The most difficult time is at work.  We can't smoke in the shop, but breaks are extremely difficult.  "Where have you been?" my colleagues with whom I smoked at break asked.  "I'm trying to quit."  "We miss you, but hope you never come back."  Were it not for work, I'd have progressed more than I have.  This last week I chose to have one smoke, as opposed to three or four, during break.  And a smoke before I started and after I finished.  Five a day.  Much better than 30.  And next week will be better.

One of the struggles with quitting smoking at work is that the smoke break represents such a welcome relief to the drudgery of the job.  And there is a now or never element in play regarding breaks. 

It is getting easier, and the times I do smoke are less satisfying.  This is different this time.  One of the difficulties I experienced before is that as I cut down, the occasions I did smoke produced a level of satisfaction much greater than when I was constantly smoking.  So I'm hopeful.

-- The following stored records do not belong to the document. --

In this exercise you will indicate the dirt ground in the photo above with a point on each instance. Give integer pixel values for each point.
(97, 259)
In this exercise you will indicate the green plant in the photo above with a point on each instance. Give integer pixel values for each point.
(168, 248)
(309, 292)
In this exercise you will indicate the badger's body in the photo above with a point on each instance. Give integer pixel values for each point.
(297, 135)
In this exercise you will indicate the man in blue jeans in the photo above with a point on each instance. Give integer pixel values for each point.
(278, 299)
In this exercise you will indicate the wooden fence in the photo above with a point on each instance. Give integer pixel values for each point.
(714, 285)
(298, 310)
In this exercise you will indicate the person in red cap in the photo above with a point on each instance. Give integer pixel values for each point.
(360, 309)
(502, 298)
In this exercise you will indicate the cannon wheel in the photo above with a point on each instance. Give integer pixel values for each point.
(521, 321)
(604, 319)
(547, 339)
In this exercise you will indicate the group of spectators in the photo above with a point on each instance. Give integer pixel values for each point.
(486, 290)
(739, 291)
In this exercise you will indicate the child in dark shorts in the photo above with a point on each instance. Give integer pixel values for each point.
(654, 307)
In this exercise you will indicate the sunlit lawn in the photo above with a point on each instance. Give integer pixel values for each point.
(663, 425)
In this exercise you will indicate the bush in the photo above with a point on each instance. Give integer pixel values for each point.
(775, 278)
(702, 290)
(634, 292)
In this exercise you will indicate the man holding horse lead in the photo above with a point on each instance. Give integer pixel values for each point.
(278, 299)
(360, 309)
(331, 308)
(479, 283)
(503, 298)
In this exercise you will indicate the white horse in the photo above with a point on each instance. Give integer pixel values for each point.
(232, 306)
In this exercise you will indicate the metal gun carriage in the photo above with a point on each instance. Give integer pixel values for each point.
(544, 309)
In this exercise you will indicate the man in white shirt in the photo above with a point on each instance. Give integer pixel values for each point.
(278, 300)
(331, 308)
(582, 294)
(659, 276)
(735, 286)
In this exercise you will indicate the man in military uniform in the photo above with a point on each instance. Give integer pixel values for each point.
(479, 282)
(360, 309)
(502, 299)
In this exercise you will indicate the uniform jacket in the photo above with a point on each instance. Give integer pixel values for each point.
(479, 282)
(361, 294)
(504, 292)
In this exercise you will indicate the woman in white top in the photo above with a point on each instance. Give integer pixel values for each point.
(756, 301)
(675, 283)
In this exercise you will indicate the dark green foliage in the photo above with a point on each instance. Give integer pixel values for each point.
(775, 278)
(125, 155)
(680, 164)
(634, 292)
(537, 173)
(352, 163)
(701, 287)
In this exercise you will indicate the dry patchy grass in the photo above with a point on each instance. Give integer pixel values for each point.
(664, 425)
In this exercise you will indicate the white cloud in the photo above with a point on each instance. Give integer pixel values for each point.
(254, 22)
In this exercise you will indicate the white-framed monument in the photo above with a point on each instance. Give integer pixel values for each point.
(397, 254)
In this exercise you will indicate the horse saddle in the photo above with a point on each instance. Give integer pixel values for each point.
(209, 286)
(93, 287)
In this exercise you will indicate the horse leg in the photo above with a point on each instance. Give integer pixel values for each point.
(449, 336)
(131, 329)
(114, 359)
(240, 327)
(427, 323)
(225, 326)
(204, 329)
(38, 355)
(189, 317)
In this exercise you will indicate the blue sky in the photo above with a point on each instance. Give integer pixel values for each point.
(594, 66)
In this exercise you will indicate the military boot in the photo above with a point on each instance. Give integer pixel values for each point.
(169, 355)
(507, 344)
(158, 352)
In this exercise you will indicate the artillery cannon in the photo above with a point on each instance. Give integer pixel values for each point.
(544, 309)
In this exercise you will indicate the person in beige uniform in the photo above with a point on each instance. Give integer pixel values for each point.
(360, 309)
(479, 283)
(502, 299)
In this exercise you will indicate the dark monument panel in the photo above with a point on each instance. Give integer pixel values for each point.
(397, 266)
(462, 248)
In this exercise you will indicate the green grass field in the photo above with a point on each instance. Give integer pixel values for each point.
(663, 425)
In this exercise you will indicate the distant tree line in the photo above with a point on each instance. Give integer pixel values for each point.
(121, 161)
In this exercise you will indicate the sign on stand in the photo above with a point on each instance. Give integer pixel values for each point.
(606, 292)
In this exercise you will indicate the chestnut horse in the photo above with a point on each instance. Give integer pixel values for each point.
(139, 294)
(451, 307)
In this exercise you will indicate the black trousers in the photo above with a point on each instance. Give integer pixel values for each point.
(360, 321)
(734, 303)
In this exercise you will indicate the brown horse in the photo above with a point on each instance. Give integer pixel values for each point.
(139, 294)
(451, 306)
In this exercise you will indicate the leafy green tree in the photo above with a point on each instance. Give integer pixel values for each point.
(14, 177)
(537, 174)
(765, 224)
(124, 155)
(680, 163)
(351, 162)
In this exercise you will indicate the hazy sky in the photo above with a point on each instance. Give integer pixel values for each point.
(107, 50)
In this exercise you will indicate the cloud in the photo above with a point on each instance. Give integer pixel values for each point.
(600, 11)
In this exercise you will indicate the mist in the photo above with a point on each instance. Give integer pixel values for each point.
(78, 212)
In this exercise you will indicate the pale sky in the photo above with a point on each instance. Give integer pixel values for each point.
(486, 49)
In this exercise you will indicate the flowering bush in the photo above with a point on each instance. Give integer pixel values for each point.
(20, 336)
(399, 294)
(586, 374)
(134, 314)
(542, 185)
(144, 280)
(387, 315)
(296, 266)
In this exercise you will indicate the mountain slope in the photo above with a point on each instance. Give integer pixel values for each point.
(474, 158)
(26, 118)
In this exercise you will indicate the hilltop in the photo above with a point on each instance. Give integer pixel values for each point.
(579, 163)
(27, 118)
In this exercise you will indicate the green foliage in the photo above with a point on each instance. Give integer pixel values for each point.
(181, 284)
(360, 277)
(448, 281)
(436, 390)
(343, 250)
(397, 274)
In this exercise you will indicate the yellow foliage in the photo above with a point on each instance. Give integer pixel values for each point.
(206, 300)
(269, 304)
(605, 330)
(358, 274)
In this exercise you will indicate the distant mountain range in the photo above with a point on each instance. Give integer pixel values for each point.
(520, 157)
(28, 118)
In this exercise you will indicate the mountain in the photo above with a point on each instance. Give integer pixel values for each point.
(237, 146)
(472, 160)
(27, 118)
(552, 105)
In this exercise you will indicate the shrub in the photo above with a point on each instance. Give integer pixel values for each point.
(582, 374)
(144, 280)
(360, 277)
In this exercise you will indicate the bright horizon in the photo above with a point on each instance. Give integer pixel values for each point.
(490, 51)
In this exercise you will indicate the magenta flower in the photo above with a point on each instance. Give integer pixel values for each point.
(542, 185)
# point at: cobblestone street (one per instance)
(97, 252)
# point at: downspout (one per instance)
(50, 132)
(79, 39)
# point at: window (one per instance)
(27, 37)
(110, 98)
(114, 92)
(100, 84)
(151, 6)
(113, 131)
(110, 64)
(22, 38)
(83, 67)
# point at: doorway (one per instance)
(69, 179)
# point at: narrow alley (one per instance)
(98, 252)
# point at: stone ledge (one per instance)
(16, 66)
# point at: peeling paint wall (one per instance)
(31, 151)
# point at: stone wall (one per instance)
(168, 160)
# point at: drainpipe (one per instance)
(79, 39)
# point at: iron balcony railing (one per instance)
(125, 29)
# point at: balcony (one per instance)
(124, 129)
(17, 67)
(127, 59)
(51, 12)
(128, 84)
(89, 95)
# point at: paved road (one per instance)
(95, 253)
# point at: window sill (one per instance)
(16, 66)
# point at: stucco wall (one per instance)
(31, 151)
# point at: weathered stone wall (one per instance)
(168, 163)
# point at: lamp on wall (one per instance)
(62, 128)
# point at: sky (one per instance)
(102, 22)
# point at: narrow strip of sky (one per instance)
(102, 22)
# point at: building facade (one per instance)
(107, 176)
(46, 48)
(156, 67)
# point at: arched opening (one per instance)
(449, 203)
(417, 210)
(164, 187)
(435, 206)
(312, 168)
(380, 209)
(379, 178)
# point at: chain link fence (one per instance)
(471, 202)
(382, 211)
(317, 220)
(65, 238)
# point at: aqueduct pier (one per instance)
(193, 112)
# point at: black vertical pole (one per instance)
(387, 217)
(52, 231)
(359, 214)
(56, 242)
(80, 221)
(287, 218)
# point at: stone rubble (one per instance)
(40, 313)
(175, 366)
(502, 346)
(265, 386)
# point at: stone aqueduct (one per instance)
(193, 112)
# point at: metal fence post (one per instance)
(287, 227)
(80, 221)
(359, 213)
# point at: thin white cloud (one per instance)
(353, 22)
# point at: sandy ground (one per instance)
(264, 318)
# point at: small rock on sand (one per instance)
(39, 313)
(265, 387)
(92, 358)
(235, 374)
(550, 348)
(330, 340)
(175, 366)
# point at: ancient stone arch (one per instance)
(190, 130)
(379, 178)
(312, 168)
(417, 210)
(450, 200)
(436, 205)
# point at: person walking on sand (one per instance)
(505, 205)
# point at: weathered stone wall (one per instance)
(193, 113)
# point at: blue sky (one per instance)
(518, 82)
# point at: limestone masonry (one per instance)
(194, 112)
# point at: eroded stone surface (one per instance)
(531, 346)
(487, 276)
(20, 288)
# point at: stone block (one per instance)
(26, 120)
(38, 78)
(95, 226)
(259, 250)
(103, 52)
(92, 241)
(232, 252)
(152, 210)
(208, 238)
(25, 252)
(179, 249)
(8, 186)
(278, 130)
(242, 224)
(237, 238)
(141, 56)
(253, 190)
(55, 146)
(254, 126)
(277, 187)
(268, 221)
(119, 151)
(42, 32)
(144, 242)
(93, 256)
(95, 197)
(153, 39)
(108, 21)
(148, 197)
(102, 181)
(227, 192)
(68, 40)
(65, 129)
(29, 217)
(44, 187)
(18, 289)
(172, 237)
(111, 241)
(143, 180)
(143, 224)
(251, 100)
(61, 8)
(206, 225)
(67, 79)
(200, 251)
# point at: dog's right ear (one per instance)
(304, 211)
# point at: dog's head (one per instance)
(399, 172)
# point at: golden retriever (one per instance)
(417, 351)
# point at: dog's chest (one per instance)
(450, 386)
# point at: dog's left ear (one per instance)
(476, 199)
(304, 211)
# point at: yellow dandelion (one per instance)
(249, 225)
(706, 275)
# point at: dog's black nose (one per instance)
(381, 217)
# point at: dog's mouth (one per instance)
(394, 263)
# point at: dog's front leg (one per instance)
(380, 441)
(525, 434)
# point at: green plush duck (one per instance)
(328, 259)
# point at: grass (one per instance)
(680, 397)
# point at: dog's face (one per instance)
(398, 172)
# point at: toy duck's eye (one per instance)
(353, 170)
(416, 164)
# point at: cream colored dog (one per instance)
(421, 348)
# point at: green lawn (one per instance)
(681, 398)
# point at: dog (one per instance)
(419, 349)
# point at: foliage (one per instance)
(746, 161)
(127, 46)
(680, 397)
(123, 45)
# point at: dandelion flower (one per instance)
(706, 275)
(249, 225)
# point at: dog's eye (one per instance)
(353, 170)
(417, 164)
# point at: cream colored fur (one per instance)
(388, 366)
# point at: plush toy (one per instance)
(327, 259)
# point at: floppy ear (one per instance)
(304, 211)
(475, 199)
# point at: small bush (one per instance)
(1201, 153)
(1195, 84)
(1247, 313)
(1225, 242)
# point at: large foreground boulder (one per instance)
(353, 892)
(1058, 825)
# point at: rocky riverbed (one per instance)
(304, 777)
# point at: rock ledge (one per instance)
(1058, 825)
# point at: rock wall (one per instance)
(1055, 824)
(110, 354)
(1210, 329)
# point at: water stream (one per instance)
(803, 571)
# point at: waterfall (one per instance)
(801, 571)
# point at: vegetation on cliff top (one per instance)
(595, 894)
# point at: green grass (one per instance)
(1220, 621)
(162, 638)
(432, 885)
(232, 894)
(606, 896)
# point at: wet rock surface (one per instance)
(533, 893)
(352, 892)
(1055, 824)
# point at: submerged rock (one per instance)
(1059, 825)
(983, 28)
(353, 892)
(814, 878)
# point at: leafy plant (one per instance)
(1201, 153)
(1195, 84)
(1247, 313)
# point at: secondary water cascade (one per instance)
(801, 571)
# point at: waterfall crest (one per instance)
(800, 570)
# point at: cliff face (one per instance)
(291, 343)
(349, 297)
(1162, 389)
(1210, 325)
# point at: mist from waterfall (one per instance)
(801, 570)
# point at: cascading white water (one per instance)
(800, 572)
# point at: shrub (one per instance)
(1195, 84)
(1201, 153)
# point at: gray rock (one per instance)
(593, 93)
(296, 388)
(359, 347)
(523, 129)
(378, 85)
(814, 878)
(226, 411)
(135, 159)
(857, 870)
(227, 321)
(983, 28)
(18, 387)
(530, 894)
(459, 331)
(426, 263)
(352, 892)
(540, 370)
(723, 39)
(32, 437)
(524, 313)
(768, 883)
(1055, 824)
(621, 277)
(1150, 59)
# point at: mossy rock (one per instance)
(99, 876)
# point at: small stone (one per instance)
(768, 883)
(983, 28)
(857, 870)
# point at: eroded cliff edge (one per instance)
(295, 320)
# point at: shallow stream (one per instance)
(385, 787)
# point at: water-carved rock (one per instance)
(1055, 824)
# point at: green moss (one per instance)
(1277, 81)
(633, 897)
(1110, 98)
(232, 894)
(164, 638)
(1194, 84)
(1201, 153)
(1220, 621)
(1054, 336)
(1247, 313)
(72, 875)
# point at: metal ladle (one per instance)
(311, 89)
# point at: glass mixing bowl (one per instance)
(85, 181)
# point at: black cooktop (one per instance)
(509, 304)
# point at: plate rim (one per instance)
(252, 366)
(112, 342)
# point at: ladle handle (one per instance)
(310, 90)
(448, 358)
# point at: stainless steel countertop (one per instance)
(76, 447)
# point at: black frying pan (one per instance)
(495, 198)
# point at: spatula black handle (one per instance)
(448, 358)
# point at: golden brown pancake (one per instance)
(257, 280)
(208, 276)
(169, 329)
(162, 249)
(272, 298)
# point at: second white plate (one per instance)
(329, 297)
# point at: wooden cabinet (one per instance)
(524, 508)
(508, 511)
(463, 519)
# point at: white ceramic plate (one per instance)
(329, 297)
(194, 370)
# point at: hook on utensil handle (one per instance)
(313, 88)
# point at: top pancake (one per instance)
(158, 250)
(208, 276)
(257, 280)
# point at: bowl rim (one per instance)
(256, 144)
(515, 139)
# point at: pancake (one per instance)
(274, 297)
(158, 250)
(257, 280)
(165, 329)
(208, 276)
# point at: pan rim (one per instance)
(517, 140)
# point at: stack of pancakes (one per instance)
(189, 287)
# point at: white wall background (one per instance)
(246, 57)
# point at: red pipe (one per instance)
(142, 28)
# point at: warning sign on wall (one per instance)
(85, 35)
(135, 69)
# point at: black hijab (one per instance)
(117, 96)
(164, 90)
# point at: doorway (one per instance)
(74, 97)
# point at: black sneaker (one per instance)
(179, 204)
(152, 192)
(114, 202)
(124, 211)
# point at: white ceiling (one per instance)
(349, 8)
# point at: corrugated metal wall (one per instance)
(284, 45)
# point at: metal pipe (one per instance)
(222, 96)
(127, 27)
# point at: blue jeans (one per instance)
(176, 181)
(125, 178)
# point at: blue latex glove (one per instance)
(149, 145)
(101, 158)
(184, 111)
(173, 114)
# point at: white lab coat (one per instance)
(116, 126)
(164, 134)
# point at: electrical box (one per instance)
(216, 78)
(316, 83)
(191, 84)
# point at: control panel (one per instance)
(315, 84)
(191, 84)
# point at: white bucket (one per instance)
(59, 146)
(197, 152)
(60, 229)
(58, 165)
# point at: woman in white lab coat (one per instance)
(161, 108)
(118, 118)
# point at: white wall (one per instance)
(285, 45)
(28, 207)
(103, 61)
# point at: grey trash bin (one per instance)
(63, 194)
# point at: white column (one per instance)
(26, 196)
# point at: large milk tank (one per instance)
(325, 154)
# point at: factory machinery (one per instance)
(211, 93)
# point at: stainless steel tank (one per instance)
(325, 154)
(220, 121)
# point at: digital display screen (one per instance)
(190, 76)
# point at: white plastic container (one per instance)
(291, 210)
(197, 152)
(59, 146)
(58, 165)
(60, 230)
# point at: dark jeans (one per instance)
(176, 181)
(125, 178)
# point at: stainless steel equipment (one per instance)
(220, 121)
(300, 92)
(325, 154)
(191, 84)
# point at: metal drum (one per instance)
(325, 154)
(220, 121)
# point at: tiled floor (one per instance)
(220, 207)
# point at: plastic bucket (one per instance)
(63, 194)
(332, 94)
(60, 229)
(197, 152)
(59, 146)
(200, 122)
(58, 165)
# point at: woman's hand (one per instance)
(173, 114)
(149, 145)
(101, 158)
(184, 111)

I am not failing.  That's something I have to remind myself about.  The first step in ceasing my smoking habit actually came, at the recommendation of my doctor, last year.  "Dave, just try not smoking in your car."  Her advice, coupled with having just bought a new car, provided the incentive.  I haven't smoked in the car since.  Now that might seem like a small victory, but when one spends a couple of hours a day commuting, and when one smoked almost continuously during the commute, it was a big deal.  But I succeeded in that step toward freedom.

Now its all about going the rest of the way.

The benefits are already showing up.  My lungs are noticeably clearer.  The persistent cough has gone away.  And in the back of my mind I start wondering if perhaps I might one day die in old age from something other than smoking related causes. . .

And yet there are miles to go before this journey is done.  I'm using the patch.  (I know that one is not supposed to smoke at all when on the patch, and that's my goal, but I tell myself that I've already reduced my smoking by nearly a pack and a half a day, so it's not so bad.)  Oh, and I will not let you tell me I'm failing.  If I listened to those voices, I'd be back at it in an instance.

The purpose of using the patch is to allow one to address the behavioral aspects of quitting first, and then gradually reduce the amount of nicotine to become, over time, free from the chemical dependency.  Physically, withdrawal actually occurs as the dosage is decreased.  My pharmacist used to recommend against the patch, or other nicotine replacement therapies, as they are merely "alternative delivery systems",  Well, that kept me from trying, more than once.

There are medications that can help.  "Hah, been there tried that."   Amongst all the different meds I have been put on, those that help with smoking withdrawal have also been tried, for other reasons.  They resulted in an increase in seizure activity.  And so my psychiatrist has been very clear, that is not an option.   Period.

And so I continue down this course.  Yesterday I had two smokes.  Today, I'm going to try limiting myself to one.  That is a major accomplishment for me.  And one day, it will be none.  And then the next.  None.  And finally, I hope to be where I now am regarding drinking.  No desire,  No craving.  No longer an issue. 

Hope springs eternal.

1 comment:

  1. Yes, it is a process. I grew up breathing second hand smoke, especially in the car on our weekly family trips to visit grandparents so can say it is good you gave up smoking while driving your car.